The Right Coast

November 17, 2003
 
Everest DVD
By Tom Smith

I watched this one over the weekend. The Imax production values are great, and the story of the 1996 disaster is covered to some extent. There is the usual amount of self-congratulation typically found in mountaineering flicks. But the real reason to rent or buy this DVD is the almost unwatchably intense interview with Beck Weathers, the Texas M.D. climber whom Jon Krakauer et al. left to die on the mountain. Weathers somehow awakened himself from a hypothermic coma, walked through perhaps minus 75 Fahrenheit temperatures back to camp, lived through the night and another storm, and, finally with the help of some other climbers, including some of the Imax crew, made it down to Camp 2. From there he was helicoptered out in the highest helicopter rescue, as far as I know, in history. Weathers lost his hands and much of his face to frostbite. His face now looks pretty good; his reconstructed nose looks almost natural. Watching him brush away tears with his reconstructed flipper-hands is pretty wrenching stuff. Watching the Imax film with its amazing photography and soaring music, then the interview, which probes the very bottom of courage and regret, makes for a striking contrast. I would be the first to admit that Into Thin Air is a swell book and a compelling read, but the fact remains that Krakauer sat shivering in his tent while others (such as guide Rob Hall) died trying to save their rope-mates, or just died alone in the freezing wind, wishing they could see their families one last time. It is ironic that Krakauer made a million bucks on the disaster while others who were better and braver climbers and men lost everything. Beck Weathers now has his own book out; if it's anything like the interview, it will be well worth reading.
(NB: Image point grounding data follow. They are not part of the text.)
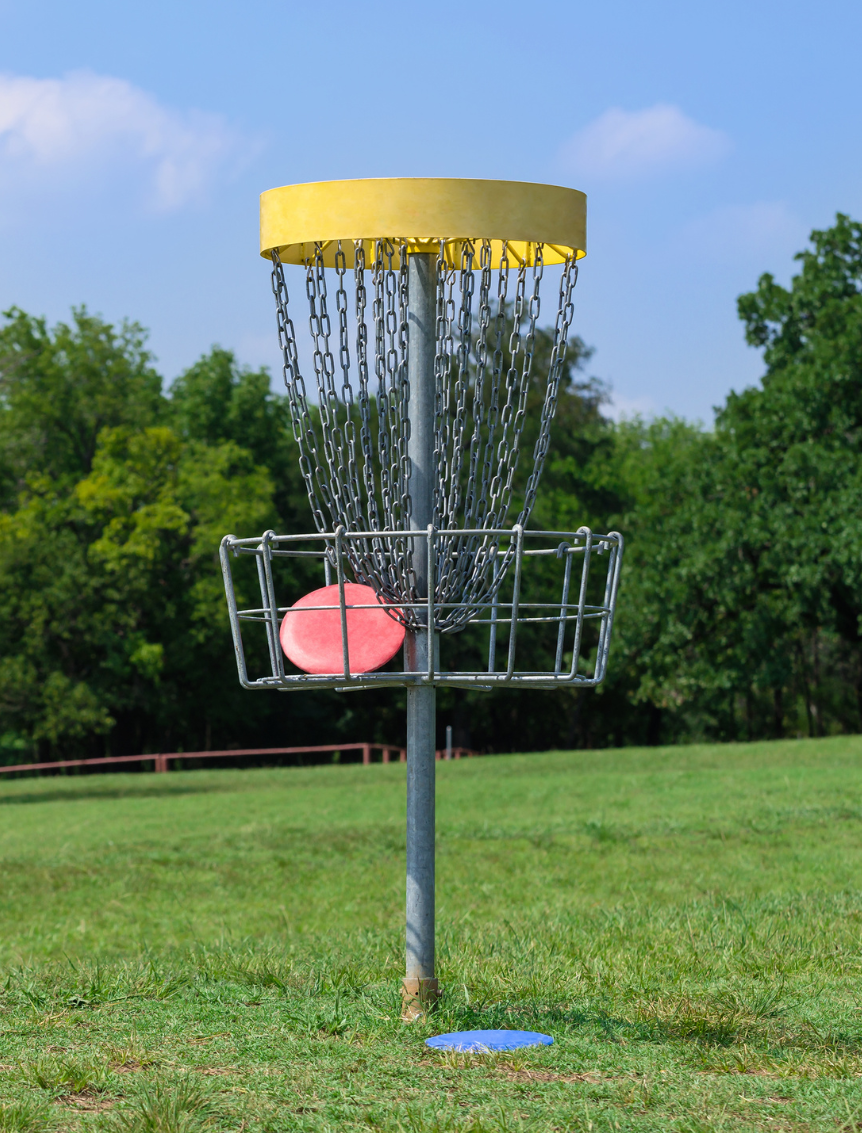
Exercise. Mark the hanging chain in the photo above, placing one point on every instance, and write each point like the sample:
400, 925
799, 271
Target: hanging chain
355, 465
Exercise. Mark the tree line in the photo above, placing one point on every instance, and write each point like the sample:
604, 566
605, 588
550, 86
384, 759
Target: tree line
741, 597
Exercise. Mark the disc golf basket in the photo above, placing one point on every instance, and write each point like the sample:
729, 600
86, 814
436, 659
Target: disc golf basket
423, 301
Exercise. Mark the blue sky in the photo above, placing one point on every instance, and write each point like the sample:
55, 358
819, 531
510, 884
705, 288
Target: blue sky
709, 137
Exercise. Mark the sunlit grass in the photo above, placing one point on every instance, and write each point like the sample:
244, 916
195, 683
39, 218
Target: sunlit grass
222, 950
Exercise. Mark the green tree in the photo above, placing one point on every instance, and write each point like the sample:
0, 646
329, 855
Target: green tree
60, 386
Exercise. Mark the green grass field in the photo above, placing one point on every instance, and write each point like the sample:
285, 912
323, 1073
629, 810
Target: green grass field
222, 950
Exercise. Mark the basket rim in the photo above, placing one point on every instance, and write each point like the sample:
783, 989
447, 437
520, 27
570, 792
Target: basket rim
421, 212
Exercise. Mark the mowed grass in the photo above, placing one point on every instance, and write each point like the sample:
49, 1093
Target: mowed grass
222, 950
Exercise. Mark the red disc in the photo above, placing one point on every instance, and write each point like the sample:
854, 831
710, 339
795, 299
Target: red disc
310, 637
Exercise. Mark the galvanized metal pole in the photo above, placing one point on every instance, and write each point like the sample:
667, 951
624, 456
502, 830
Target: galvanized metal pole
420, 987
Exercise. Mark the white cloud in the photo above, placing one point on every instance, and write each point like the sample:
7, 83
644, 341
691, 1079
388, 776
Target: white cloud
621, 143
93, 126
739, 232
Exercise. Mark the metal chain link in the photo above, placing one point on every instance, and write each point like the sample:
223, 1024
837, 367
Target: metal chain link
355, 463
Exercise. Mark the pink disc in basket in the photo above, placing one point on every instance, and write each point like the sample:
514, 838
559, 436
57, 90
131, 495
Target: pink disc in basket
310, 636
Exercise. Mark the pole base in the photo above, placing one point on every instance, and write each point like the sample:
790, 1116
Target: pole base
418, 997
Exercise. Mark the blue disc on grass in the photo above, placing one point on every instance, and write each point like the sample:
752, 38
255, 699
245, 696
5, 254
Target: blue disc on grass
478, 1041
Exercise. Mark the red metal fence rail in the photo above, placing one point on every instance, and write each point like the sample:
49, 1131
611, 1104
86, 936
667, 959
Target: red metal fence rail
160, 759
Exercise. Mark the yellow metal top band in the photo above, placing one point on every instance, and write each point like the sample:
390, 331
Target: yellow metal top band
420, 212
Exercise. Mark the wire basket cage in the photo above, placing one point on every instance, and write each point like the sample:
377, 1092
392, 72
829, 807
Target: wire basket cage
514, 637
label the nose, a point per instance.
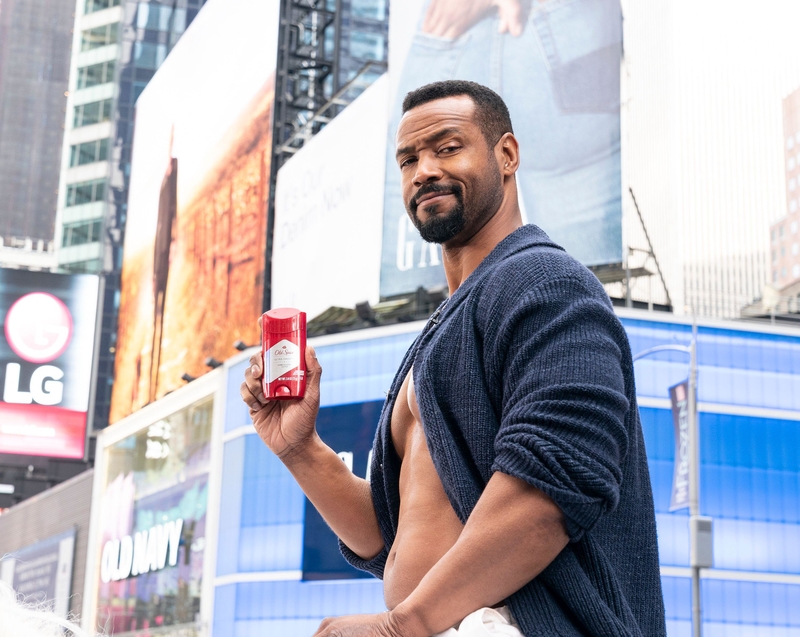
(427, 170)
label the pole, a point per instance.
(694, 484)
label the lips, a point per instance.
(432, 195)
There is a picture in David Breashears' Everest: Mountain Without Mercy that says it all to me. It shows climbers walking past the "partial cadaver" (the lower half of a frozen body with climbing boots still attached) on their way up the mountain. (p. 189) Whether this is consistent with the 'code of the mountains' or not (I have debated this with other climbers), I think the code needs an amendment to the effect that you do not leave the dead at the side of the route. You at least pack them off to crevasse and say a few words. Maybe if that were the code, high alpine climbers would be a little less casual about death. (After several years, the body was finally disposed of in a crevasse.) Like Krakauer, if the chance presented itself ($60,000 and 45 days of spare time would have to fall from heaven) I would go to Everest in a second, even though I kind of sort of disapprove of the commercialization of the mountain. But I like to think I would at least ask in similar circumstances, "Where the hell is Beck?"